Dr. Lomarsh Roopnarine, from Guyana, has been teaching, researching and writing on Indian experience in the Caribbean and its diaspora for the past twenty-five years. Dr. Roopnarine has helped to shape the field of Indian Caribbean historiography by providing fresh models of resistance and adaptation to examine and analyse structurally dominant plantation domains. He has shown how the subaltern Indian peasantry has resisted domination and turned adverse circumstances to its advantage by using its own adaptive and adaxial capacity amid some degree of conformity.

He has argued that the Creole identity (Euro-African) cannot be totally applied to many Caribbean ethnic groups, including Indians, and has developed a multipartite analysis of local, national, trans-Caribbean and global to understand Indian identity. In 2018, Roopnarine’s book, Indian Caribbean: Migration and Identity in the Diaspora won Gordon K. & Sybil Lewis Book Award. In this interview not only does he allude to his book but also shares some exceptional insights into Indian experience from India to the Caribbean.
Praveen Gupta (PG): Can you explain why Indians were taken to the Caribbean?

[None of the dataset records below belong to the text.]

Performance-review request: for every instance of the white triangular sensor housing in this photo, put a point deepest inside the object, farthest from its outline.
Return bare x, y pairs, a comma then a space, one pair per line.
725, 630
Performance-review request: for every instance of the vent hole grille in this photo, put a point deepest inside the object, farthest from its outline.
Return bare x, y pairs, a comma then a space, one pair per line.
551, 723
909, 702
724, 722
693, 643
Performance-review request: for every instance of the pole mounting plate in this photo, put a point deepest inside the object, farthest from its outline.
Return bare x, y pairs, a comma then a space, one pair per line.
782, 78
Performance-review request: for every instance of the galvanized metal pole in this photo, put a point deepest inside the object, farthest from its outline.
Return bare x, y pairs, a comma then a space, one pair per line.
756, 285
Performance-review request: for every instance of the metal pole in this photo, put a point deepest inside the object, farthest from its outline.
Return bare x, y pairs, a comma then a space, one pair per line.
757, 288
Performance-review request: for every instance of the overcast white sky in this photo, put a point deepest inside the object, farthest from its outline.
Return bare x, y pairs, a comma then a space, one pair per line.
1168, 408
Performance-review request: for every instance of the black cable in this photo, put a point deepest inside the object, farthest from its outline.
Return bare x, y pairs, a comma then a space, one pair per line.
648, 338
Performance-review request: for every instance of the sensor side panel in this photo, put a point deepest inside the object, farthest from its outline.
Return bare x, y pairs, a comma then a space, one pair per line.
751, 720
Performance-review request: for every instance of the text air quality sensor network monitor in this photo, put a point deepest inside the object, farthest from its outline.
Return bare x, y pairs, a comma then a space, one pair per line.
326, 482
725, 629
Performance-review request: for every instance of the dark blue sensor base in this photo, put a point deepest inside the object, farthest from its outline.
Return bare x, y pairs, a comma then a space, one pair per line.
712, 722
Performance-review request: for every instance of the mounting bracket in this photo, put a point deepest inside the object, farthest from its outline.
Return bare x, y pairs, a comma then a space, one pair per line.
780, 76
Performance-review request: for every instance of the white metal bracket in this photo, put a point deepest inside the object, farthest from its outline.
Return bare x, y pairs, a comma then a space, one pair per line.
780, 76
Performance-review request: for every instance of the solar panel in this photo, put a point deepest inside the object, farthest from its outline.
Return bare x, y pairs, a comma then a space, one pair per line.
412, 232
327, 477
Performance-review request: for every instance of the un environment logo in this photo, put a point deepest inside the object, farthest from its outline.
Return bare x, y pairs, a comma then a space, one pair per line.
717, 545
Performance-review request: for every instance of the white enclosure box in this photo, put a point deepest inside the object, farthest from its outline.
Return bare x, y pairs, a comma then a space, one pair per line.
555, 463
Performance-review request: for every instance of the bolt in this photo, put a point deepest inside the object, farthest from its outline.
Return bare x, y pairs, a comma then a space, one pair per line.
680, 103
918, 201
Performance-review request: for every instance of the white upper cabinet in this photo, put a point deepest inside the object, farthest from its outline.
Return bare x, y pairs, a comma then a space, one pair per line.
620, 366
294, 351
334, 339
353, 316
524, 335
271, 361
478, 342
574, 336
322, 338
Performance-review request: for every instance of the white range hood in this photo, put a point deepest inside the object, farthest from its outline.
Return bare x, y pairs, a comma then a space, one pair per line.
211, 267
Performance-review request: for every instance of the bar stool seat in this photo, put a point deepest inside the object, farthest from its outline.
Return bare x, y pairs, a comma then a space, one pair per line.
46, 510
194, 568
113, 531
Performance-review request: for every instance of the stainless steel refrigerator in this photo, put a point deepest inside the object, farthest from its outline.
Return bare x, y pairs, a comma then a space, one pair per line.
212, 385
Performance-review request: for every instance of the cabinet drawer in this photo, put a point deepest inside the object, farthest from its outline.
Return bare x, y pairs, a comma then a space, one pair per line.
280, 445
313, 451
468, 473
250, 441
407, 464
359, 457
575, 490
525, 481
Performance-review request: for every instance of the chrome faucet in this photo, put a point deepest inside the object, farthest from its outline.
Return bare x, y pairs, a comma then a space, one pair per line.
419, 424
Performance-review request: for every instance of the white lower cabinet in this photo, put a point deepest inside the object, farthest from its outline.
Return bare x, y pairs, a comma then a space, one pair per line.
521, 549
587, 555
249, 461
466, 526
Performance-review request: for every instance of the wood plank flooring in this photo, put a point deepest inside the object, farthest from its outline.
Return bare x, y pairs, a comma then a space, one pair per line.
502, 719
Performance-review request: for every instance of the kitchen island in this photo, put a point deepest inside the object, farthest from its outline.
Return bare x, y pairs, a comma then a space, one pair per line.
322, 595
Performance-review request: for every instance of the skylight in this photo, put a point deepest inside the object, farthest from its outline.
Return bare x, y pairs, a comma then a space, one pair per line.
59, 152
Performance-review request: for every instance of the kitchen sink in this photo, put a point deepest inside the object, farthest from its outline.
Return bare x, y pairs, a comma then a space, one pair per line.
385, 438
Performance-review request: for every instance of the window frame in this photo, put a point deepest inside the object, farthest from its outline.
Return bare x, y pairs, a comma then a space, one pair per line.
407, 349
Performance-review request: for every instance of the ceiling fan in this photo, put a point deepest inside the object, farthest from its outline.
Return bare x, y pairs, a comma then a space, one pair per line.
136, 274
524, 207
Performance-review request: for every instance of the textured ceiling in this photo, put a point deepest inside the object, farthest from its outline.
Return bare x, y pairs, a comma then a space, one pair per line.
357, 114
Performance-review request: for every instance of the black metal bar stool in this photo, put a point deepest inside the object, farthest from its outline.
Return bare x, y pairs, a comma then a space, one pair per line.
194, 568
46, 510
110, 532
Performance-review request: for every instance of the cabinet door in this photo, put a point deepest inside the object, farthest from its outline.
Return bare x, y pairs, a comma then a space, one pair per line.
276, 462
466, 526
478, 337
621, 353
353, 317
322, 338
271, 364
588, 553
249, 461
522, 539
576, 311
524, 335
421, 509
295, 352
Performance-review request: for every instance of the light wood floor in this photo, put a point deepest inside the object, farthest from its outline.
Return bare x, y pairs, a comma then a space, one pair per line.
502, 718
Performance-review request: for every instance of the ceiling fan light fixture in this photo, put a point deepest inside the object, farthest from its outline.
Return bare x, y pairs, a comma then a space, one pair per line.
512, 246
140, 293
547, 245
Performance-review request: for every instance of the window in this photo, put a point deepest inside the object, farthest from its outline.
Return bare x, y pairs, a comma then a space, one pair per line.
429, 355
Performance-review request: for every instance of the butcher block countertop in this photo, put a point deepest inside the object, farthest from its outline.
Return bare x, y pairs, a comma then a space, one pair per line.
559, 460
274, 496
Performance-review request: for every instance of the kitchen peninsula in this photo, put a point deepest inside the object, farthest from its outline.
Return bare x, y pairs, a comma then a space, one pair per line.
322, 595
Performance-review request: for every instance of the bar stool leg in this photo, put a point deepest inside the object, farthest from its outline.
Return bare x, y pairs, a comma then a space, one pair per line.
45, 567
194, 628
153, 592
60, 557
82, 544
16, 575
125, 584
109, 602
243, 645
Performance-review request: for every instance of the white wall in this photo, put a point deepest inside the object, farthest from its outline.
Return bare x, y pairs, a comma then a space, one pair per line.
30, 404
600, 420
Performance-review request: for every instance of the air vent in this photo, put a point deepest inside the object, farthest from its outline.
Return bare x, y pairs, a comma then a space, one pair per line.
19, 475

Lomarsh Roopnarine (LR): Indians began to arrive in the Caribbean soon after the emancipation of African slaves during the latter part of the nineteenth century (in the British Caribbean in 1838; the Danish and French Caribbean in 1863; and the Dutch Caribbean in 1873). The movement of Indians to the Caribbean was one segment of a larger movement to have Indians replace slave labor wherever African slavery was abolished.Indians were shipped to Mauritius, La Reunion, Strait Settlement, Fiji, Natal,South Africa, British Guiana, Trinidad, Suriname, Guadeloupe, Martinique,French Guiana, Jamaica, Belize, St. Lucia, St. Vincent, Grenada, St. Kitts, and St. Croix.
PG: So they were brought to replace slave labor but were they, slaves?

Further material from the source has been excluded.